北朝鮮兵1人が23日、江原道鉄原(カンウォンド・チョルウォン)の軍事境界線(MDL)を越えて韓国側に亡命した。李在明(イ・ジェミョン)政権発足後、北朝鮮兵の亡命は昨年10月に続き2例目となる。昨年2度にわたる一般住民の脱北まで含めると、現政権下で4例目の亡命事例となる。
韓国軍合同参謀本部は24日、「23日夜、中部戦線で北朝鮮兵1人の身柄を確保した」とし、「詳細は関係機関で調査中だ」と明らかにした。軍は熱線監視装備(TOD)など最前線の監視装備で鉄原地域のMDL付近にいた北朝鮮兵を確認し、亡命誘導作戦を行ったという。
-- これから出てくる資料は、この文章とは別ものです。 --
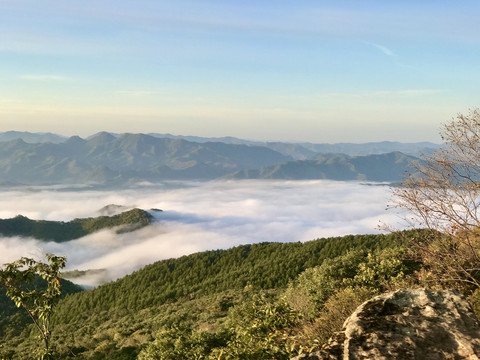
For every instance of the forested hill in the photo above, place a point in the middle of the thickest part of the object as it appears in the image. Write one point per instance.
(63, 231)
(118, 319)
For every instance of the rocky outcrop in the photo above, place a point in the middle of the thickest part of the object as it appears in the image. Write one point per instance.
(407, 324)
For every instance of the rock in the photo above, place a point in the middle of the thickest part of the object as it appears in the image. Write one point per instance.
(407, 324)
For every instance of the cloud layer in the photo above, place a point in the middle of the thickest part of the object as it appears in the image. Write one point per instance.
(196, 217)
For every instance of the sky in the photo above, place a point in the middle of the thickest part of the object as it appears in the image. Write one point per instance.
(197, 217)
(303, 70)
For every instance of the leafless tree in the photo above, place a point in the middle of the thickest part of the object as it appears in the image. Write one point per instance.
(442, 194)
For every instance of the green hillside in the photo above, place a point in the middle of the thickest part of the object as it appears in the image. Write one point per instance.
(60, 231)
(199, 292)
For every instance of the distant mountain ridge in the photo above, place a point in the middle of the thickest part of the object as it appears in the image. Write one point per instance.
(383, 167)
(118, 159)
(106, 159)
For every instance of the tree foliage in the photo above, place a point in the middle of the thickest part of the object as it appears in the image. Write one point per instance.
(38, 304)
(443, 194)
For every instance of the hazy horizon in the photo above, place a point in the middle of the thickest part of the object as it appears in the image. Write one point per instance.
(342, 71)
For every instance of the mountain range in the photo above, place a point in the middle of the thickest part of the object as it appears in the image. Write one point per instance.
(118, 159)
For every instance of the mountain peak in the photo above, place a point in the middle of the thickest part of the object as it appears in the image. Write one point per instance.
(102, 137)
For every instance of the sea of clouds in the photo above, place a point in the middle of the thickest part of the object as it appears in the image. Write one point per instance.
(196, 217)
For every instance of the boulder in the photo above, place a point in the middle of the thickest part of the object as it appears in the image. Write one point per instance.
(407, 324)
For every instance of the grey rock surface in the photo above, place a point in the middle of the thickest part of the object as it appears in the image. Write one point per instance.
(407, 324)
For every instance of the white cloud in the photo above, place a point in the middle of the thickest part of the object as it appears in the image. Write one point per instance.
(44, 77)
(197, 217)
(383, 49)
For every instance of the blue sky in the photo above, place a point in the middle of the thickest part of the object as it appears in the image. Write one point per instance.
(320, 71)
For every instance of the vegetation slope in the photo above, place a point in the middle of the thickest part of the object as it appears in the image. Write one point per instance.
(60, 231)
(245, 302)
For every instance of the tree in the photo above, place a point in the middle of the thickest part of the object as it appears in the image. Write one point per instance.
(17, 277)
(443, 196)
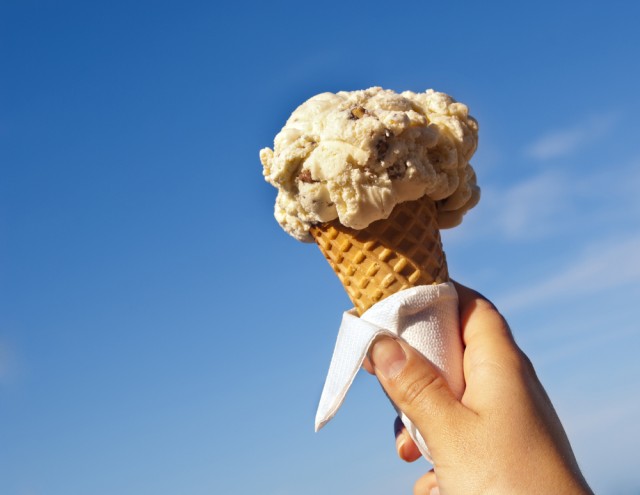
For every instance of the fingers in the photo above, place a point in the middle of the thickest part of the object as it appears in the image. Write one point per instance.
(480, 319)
(405, 446)
(417, 388)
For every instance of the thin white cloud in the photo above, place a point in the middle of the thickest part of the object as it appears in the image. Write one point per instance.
(565, 141)
(602, 267)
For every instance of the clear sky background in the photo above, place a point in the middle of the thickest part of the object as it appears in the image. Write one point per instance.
(160, 334)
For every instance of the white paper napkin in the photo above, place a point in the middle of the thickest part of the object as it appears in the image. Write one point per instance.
(425, 316)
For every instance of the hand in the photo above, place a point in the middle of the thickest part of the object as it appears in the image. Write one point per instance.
(502, 436)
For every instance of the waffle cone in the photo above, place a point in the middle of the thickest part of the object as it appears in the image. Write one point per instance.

北朝鮮兵は20代前半で、非武装の状態でMDLを越えた後、亡命の意思を示したという。
兵士が亡命した鉄原一帯のMDL以北では、鉄柵や対戦車障壁の設置、地雷埋設など、北朝鮮の国境要塞化作業が集中的に進められている。亡命した兵士は、作業がまだ終わっていない区間や監視が手薄な死角を通じてMDLを越えたとみられる。MDL一帯の要塞化作業に従事していた兵力だった可能性も指摘されている。
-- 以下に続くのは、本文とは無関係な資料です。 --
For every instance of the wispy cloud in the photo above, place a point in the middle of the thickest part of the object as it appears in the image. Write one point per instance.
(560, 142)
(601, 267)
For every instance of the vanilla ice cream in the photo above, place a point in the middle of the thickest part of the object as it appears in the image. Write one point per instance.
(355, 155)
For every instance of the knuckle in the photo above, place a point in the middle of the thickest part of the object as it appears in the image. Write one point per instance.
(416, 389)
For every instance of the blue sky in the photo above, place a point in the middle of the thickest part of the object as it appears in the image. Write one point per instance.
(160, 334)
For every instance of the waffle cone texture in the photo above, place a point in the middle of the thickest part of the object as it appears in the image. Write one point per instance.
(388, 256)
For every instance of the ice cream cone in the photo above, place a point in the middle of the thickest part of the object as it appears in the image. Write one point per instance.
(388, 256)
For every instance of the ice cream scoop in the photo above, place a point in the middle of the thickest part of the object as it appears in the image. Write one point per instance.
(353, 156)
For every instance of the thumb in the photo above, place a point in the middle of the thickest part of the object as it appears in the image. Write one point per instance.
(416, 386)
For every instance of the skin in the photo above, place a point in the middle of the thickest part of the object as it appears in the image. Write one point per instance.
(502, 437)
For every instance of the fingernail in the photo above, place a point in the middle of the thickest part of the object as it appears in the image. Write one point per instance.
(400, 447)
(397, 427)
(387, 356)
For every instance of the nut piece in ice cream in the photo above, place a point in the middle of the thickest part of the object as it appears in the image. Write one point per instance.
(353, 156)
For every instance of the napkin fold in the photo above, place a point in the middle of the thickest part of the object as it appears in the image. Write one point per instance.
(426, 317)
昨年10月にも、北朝鮮兵1人が鉄原地域のMDLを通じて亡命している。「敵対的2国家」を掲げる北朝鮮が、MDL全域で亡命防止などを目的に物理的な断絶作業を加速させる中でも北朝鮮兵の亡命が続いていることから、内部の動揺が深まっているとの分析もある。